For the sake of this blog and my own portfolio, I will limit the world of assets to U.S. equities only. Why is that? It’s simple. The U.S. has hundreds of years of entrepreneurial history evidenced by the fact that the U.S. is the largest contributor to global economic value added. There is a long, rich history of American companies solving problems fast and at scale and no other country, including China, has measured up to the amount of value the U.S. has created. Some may debate this point but as along as the Chinese Communist Party is in power and attempts to control their markets with a heavy hand, this is unlikely to change anytime soon. The figure below illustrates this point perfectly.

Target Returns
In my portfolio, I look for companies with asymmetric risk/reward profiles over the long-term (5+ years). I would rather spend a significant amount of time finding 10 companies that could return $3 for every $1 invested knowing I could lose $0.20 per dollar rather than investing in 100 companies that could return $1.20 for every $1 invested. I prefer to spend my time learning deeply about a few companies or industries and leveraging my expertise than to reach outside my sphere of knowledge. Healthcare companies are a great example of a type of equity I will never add to my portfolio simply because it is just outside the realm of what I read everyday.
Risk Calculation
Knowing your risk exposure is important.
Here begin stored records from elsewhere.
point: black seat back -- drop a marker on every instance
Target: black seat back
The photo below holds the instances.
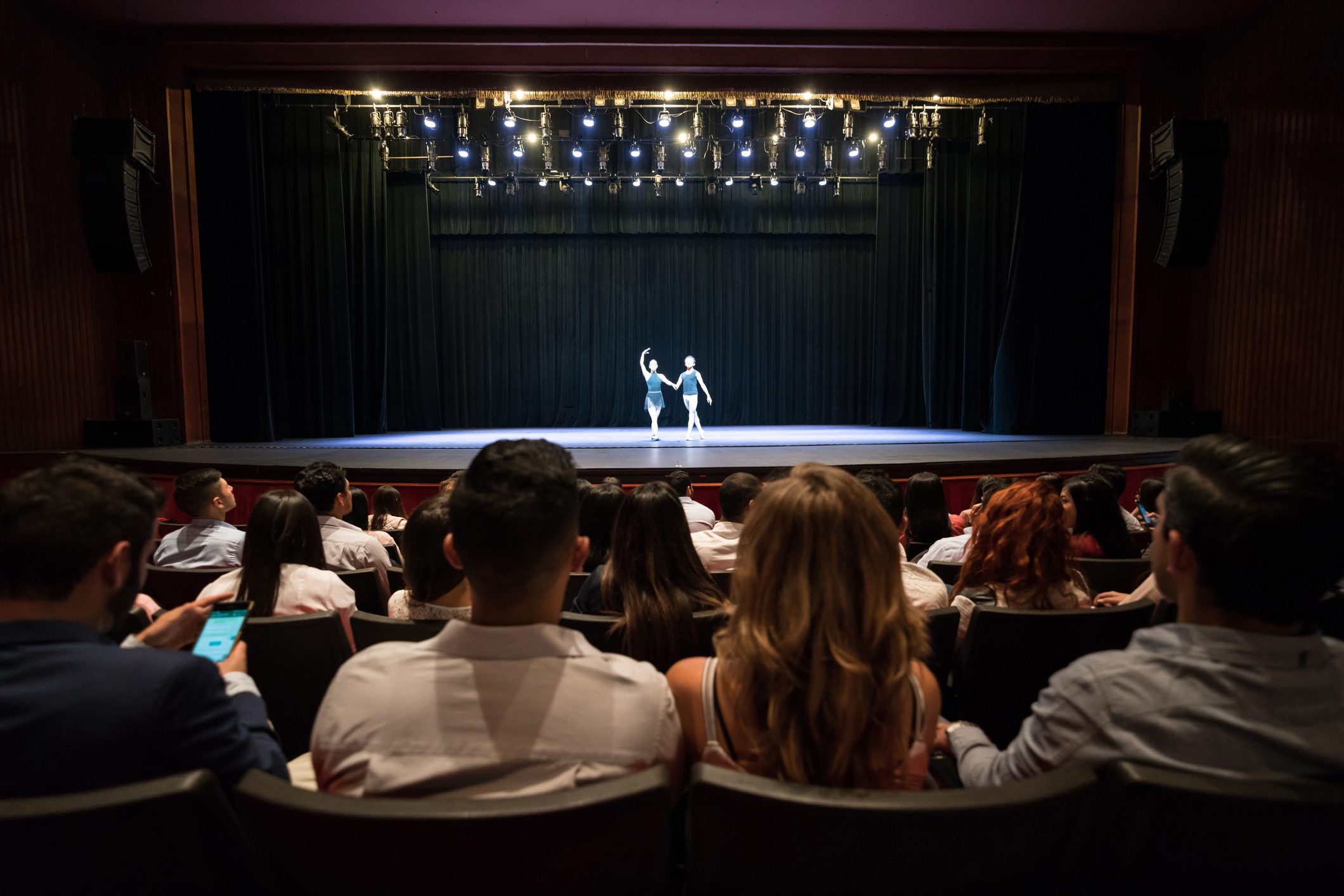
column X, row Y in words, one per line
column 175, row 587
column 1112, row 575
column 370, row 629
column 397, row 845
column 1179, row 832
column 753, row 835
column 294, row 660
column 1010, row 655
column 97, row 842
column 368, row 598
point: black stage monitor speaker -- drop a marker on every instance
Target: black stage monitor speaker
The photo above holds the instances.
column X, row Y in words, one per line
column 112, row 152
column 1190, row 155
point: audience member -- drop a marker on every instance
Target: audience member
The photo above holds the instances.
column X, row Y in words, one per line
column 699, row 518
column 1019, row 556
column 718, row 547
column 344, row 546
column 1147, row 499
column 955, row 550
column 926, row 508
column 434, row 587
column 508, row 703
column 652, row 579
column 284, row 572
column 924, row 589
column 207, row 541
column 1094, row 520
column 359, row 518
column 1239, row 684
column 597, row 516
column 1115, row 477
column 75, row 711
column 1053, row 480
column 818, row 677
column 389, row 513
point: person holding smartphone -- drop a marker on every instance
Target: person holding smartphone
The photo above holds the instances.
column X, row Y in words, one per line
column 77, row 710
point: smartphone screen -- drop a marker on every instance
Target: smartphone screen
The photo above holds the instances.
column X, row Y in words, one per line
column 222, row 629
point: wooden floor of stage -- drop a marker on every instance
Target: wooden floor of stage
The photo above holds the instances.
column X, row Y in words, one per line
column 421, row 457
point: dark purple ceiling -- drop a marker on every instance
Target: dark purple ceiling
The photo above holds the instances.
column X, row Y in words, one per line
column 1101, row 16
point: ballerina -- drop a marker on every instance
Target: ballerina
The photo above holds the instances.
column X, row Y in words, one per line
column 691, row 395
column 654, row 400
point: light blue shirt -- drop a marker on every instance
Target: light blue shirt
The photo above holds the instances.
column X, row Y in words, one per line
column 1201, row 699
column 205, row 543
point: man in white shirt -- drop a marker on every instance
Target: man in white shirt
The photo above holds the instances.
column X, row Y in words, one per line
column 207, row 542
column 508, row 703
column 699, row 518
column 344, row 546
column 718, row 546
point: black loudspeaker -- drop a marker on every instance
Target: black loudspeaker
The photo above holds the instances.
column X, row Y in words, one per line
column 110, row 152
column 1190, row 153
column 132, row 433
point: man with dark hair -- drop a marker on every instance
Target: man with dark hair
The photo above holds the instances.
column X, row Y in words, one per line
column 953, row 550
column 75, row 711
column 1239, row 684
column 209, row 541
column 1115, row 477
column 508, row 703
column 718, row 546
column 344, row 546
column 699, row 518
column 924, row 589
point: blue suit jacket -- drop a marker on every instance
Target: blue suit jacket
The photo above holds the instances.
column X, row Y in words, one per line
column 80, row 712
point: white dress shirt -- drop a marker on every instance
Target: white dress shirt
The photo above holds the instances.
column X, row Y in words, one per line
column 349, row 547
column 491, row 711
column 301, row 590
column 1192, row 698
column 699, row 518
column 718, row 546
column 952, row 550
column 202, row 544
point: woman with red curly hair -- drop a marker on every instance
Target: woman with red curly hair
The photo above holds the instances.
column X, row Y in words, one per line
column 1019, row 556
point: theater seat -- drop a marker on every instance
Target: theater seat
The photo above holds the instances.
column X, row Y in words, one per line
column 169, row 836
column 1179, row 832
column 1010, row 655
column 370, row 629
column 753, row 835
column 294, row 662
column 607, row 837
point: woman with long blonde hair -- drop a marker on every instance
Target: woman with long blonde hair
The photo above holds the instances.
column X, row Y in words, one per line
column 818, row 676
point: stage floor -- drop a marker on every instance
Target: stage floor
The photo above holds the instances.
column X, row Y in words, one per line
column 425, row 456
Taking too much risk for insufficient return is not an acceptable strategy. The goal of every investor is to maximize returns while taking as little risk as possible. In the table below I’ve outlined some key metrics for both TPL and MPWR in comparison to each other as well as in comparison to an equity benchmark, SPY using price data from January 18th 2024 to January 17th 2025.
| Metric | TPL | MPWR | SPY | |
| 1 | Price correlation to SPY | .927 | .107 | n/a |
| 2 | Price correlation to each other | -0.123 | n/a | |
| 3 | Standard deviation of returns | 0.0296 | 0.034 | 0.0081 |
| 4 | Covariance of daily returns to SPY | 0.000068 | 0.000169 | n/a |
Some key takeaways from this table include:
- Sufficient diversification in the portfolio as TPL and MPWR have nearly 0 correlation.
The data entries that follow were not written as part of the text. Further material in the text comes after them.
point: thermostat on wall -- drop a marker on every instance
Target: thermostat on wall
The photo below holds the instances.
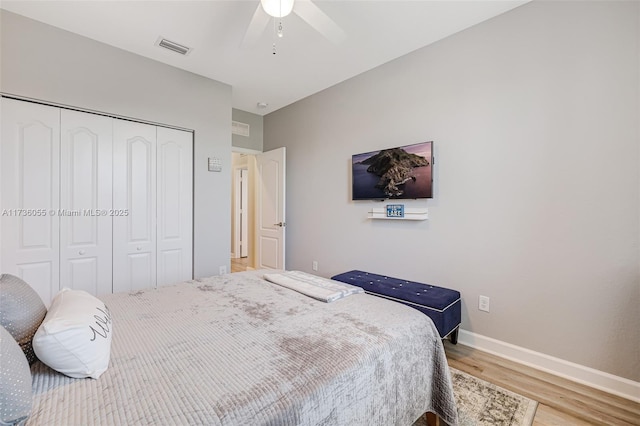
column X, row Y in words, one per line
column 215, row 164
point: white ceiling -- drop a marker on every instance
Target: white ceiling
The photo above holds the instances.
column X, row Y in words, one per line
column 305, row 63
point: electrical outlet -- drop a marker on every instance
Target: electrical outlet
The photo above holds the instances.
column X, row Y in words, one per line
column 483, row 303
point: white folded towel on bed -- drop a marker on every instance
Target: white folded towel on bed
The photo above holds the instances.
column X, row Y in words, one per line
column 319, row 288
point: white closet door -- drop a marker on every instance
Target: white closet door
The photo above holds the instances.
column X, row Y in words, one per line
column 174, row 183
column 134, row 192
column 85, row 202
column 29, row 193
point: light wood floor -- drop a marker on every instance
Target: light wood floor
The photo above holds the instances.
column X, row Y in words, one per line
column 561, row 401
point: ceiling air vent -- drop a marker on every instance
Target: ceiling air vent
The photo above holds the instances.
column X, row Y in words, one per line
column 173, row 46
column 238, row 128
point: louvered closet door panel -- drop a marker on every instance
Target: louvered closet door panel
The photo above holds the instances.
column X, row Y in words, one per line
column 85, row 200
column 30, row 171
column 134, row 192
column 174, row 184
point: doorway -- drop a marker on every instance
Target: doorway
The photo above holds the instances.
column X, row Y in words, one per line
column 258, row 210
column 242, row 211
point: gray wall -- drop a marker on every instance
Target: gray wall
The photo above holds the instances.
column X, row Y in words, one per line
column 534, row 115
column 255, row 121
column 46, row 63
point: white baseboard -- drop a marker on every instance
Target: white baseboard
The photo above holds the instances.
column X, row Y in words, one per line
column 610, row 383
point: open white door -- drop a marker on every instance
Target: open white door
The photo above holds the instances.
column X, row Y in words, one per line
column 270, row 212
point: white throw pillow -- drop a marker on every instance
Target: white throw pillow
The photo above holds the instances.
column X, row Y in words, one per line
column 75, row 336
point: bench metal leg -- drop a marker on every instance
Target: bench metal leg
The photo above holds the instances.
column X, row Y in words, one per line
column 454, row 336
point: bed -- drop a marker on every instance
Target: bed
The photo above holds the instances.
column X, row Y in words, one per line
column 238, row 350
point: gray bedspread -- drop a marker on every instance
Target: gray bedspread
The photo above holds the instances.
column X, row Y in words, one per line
column 238, row 350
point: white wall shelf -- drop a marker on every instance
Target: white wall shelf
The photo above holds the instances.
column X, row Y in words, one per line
column 409, row 214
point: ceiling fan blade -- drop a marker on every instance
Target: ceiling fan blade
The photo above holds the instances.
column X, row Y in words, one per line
column 256, row 27
column 319, row 20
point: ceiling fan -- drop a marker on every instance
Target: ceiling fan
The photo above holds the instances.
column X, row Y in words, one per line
column 278, row 9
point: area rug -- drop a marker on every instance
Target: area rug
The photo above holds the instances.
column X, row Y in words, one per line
column 481, row 403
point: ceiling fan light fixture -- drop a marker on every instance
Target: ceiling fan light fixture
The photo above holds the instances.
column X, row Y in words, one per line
column 277, row 8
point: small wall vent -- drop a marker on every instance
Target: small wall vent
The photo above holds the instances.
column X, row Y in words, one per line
column 241, row 129
column 173, row 46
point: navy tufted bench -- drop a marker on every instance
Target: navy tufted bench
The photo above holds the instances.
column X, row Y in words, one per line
column 442, row 305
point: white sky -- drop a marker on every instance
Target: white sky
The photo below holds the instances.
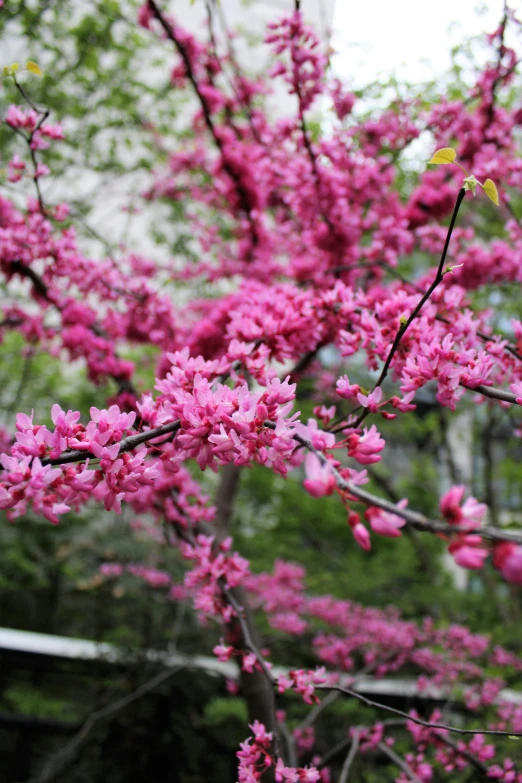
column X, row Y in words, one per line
column 411, row 38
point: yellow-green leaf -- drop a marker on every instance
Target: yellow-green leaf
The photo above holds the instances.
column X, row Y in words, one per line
column 9, row 70
column 445, row 155
column 490, row 189
column 34, row 68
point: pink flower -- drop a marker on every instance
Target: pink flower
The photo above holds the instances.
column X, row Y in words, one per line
column 372, row 400
column 385, row 523
column 361, row 535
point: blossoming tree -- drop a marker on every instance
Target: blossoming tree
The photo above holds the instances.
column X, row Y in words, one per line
column 309, row 249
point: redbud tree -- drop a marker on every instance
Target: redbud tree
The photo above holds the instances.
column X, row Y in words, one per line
column 320, row 266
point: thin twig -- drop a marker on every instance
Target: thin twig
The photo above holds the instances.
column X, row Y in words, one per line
column 350, row 757
column 418, row 721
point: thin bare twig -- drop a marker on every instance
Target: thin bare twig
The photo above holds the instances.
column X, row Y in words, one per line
column 345, row 772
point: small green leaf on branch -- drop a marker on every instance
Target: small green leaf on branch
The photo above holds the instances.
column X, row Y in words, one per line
column 444, row 155
column 451, row 267
column 9, row 70
column 470, row 183
column 33, row 68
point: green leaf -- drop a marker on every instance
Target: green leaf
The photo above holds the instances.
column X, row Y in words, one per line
column 490, row 189
column 444, row 155
column 9, row 70
column 33, row 67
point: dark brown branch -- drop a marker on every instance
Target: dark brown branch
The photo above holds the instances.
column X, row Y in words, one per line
column 416, row 310
column 418, row 721
column 345, row 772
column 244, row 198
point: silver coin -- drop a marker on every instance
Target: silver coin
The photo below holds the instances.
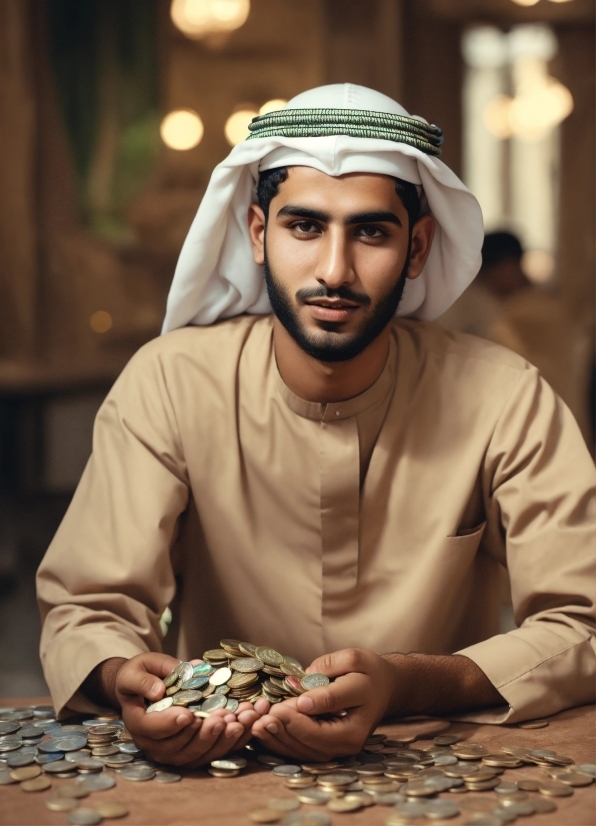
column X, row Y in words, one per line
column 96, row 782
column 160, row 705
column 441, row 808
column 214, row 702
column 167, row 777
column 57, row 766
column 129, row 748
column 229, row 763
column 84, row 817
column 75, row 756
column 52, row 757
column 185, row 671
column 10, row 743
column 314, row 681
column 20, row 759
column 137, row 773
column 70, row 743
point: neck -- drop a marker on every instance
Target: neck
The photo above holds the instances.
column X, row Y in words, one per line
column 323, row 381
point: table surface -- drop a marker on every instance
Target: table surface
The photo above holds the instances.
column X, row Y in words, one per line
column 208, row 801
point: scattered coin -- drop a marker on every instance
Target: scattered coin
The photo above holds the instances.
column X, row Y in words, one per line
column 61, row 804
column 37, row 784
column 84, row 817
column 167, row 777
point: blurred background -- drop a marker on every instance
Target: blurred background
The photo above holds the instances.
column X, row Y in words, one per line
column 113, row 114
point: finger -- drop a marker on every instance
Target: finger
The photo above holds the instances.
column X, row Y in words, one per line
column 143, row 676
column 348, row 691
column 346, row 661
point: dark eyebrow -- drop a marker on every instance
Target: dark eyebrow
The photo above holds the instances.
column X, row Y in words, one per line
column 372, row 218
column 304, row 212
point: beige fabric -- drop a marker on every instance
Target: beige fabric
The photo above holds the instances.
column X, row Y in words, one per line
column 211, row 479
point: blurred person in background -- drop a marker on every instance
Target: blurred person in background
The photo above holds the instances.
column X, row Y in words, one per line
column 504, row 306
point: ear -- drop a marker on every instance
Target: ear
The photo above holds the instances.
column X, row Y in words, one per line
column 423, row 233
column 256, row 230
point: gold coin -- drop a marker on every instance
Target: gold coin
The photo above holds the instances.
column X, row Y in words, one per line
column 533, row 724
column 25, row 773
column 265, row 816
column 111, row 809
column 61, row 804
column 38, row 784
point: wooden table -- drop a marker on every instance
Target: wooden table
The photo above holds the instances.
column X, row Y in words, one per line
column 207, row 801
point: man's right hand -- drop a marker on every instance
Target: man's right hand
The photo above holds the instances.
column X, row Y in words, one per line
column 173, row 736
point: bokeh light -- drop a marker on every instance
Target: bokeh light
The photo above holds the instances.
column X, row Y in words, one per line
column 538, row 266
column 272, row 106
column 100, row 321
column 200, row 18
column 182, row 129
column 236, row 128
- There is still some price correlation with SPY as TPL is an oil & gas equity so will naturally move in correlation with respect to health of the economy which is largely underpinned by commodity prices.
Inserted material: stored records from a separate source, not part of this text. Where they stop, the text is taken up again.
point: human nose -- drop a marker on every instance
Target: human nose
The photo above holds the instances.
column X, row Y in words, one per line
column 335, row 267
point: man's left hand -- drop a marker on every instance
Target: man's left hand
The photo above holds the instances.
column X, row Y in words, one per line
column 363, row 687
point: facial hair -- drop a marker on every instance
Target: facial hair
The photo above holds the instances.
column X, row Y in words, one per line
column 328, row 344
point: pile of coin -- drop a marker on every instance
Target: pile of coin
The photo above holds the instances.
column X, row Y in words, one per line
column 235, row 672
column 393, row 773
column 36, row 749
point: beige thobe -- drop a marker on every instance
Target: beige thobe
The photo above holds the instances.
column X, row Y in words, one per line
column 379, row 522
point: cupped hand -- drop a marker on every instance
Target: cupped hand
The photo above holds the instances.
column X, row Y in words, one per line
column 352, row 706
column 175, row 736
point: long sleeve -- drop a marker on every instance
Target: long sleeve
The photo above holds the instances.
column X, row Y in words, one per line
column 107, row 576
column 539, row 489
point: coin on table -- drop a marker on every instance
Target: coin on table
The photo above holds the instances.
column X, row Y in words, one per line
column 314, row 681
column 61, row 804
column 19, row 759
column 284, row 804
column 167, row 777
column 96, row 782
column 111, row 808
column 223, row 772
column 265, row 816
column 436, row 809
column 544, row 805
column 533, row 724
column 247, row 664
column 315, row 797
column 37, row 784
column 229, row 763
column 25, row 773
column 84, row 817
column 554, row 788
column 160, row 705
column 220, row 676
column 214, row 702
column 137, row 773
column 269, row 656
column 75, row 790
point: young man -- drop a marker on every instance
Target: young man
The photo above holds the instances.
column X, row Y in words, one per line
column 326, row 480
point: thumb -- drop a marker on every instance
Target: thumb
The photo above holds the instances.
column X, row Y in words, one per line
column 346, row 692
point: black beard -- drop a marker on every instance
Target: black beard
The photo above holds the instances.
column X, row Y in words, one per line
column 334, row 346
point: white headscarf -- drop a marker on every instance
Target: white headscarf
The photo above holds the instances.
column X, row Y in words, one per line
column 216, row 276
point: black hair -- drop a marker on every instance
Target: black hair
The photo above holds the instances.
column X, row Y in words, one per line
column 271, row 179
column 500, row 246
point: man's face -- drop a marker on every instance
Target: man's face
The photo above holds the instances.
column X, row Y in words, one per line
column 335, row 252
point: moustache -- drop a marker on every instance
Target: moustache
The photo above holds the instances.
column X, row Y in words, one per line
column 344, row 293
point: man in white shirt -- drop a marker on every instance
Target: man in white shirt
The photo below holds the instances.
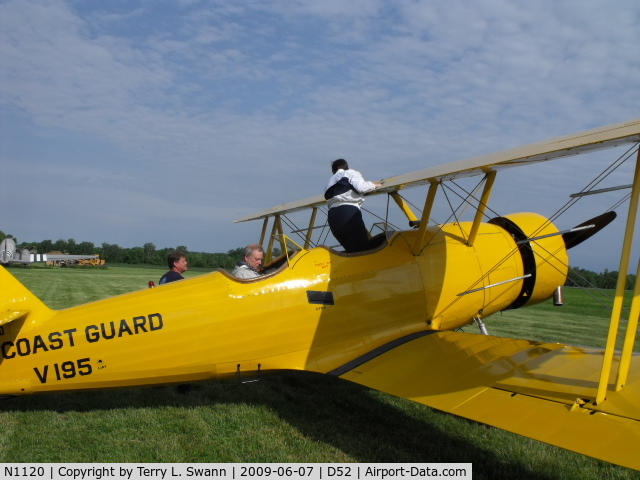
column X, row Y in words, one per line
column 249, row 265
column 345, row 194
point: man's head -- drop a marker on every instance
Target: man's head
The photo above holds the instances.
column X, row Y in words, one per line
column 339, row 164
column 177, row 261
column 253, row 255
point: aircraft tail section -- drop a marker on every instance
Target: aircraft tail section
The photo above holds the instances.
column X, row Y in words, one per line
column 17, row 301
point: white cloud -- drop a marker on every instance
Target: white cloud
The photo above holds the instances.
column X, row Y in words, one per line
column 226, row 108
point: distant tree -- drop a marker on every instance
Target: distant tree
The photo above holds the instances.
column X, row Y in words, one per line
column 134, row 255
column 149, row 252
column 72, row 247
column 86, row 248
column 45, row 246
column 112, row 253
column 60, row 245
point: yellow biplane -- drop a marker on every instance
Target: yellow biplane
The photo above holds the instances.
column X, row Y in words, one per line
column 387, row 318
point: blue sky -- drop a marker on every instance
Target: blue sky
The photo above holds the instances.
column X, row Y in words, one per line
column 153, row 121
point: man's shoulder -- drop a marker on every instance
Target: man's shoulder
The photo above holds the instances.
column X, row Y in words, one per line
column 170, row 276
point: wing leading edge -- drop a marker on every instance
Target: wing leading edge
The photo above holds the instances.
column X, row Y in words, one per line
column 544, row 391
column 590, row 140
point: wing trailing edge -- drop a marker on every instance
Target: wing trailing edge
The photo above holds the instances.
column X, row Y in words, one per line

- We are taking on more risk than what is experienced by buying an index ETF, SPY but at the same time the portfolio’s volatility is limited to 3%-4% daily. This is sufficient risk to take on in return for double digit returns.
- Covariance of daily returns of each of these equities compared to SPY are not correlated.
Last Thoughts
This short blog highlights how I’ll be thinking of the portfolio going forward but that doesn’t mean I won’t necessarily be adjusting throughout the year as market dynamics change. The most interesting things to watch this year include:
- Interest rates and inflation
- Deregulation
- Geopolitics and how the U.S. positions itself compared to the rest of the world
- Impacts of machine learning, AI, and LLMs
- Infrastructure spending (data centers, energy, etc.)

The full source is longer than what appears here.